Church members sustained a new Young Women General Presidency during the 188th Annual General Conference held on March 31–April 1.
Sister Bonnie H. Cordon, Sister Michelle D. Craig, and Sister Becky Craven will replace Sister Bonnie L. Oscarson, Sister Carol F. McConkie, and Sister Neill F. Marriott. Following is a brief sketch of each of the newly called leaders.
Bonnie H. Cordon, Young Women General President
A much-loved scripture of Sister Cordon is found in Doctrine and Covenants 123:17: “Let us cheerfully do all things that lie in our power; and then may we stand still, with the utmost assurance, to see the salvation of God, and for his arm to be revealed.”
For her, this verse encapsulates lessons she has learned throughout her life. “We can do hard things, but we can also do them joyfully,” said Sister Cordon, who was sustained on March 31, 2018, as the new Young Women General President.

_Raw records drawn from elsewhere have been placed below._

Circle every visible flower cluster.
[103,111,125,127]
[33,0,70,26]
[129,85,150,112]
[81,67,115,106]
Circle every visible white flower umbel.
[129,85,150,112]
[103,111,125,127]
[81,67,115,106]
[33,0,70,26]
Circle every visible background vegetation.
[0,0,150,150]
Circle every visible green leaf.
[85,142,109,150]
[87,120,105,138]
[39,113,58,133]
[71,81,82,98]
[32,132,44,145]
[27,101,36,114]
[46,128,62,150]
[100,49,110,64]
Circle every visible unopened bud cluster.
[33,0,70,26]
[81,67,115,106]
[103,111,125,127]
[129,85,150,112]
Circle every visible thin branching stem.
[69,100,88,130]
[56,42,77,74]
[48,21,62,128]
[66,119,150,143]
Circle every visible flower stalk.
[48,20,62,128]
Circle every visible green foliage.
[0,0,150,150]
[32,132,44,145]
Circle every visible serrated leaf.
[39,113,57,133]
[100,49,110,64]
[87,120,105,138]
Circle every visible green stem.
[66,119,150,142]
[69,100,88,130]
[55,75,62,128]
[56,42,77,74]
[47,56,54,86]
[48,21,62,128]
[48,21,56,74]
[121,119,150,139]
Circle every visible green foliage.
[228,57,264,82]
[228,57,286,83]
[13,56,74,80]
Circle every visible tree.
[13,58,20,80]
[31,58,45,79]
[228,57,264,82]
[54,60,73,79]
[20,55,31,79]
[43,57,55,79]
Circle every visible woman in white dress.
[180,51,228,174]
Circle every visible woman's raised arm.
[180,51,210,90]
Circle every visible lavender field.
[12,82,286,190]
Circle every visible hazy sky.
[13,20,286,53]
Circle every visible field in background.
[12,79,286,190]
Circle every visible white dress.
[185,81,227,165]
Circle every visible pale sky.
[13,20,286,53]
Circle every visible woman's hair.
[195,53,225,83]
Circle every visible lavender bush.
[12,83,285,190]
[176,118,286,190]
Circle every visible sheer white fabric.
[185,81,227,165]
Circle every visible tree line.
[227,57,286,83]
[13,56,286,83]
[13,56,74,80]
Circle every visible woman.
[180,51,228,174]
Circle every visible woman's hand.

That knowledge was instilled in her during a “fairytale childhood” laboring on a small farm in southeast Idaho and then again as she struggled to learn a new language as a missionary in Portugal. It was also a message she repeated often to missionaries while she served with her husband as he presided over the Brazil Curitiba Mission. And it is one she now plans to share with young women around the world.
Eight new General Authority Seventies were announced and sustained on March 31 during the Saturday afternoon session of the 188th Annual General Conference.
Following is a brief sketch of each of the newly called leaders.
Elder Steven R. Bangerter
During a childhood camping trip, Elder Steven R. Bangerter and his family rode dirt bikes to the top of a mountain. On the way down, he lost his way and became separated from the others.
As he knelt that afternoon and pleaded with his Father in Heaven for help, in his mind’s eye he saw the trail he had lost. Just as he started down it, “my brother reached the top of the trail on his motorcycle, embraced me, and guided me back through the dark to the camp, which was hours away.”
Sister Lisa L. Harkness, who was recently called to serve in the Primary General Presidency, has always had a love of learning and the world around her, something she picked up from her parents.
She has studied political science and even learned how to handle reptiles while working at the Monte L. Bean Life Science Museum during her time at Brigham Young University—including the snakes.
“They have personalities, believe it or not,” she said. “There’s one that knew me every time I would hold him.” Howard, a red-tailed boa constrictor, would crawl up her shoulder, curl around her neck, and rest his head on hers while she taught groups that had come to the museum.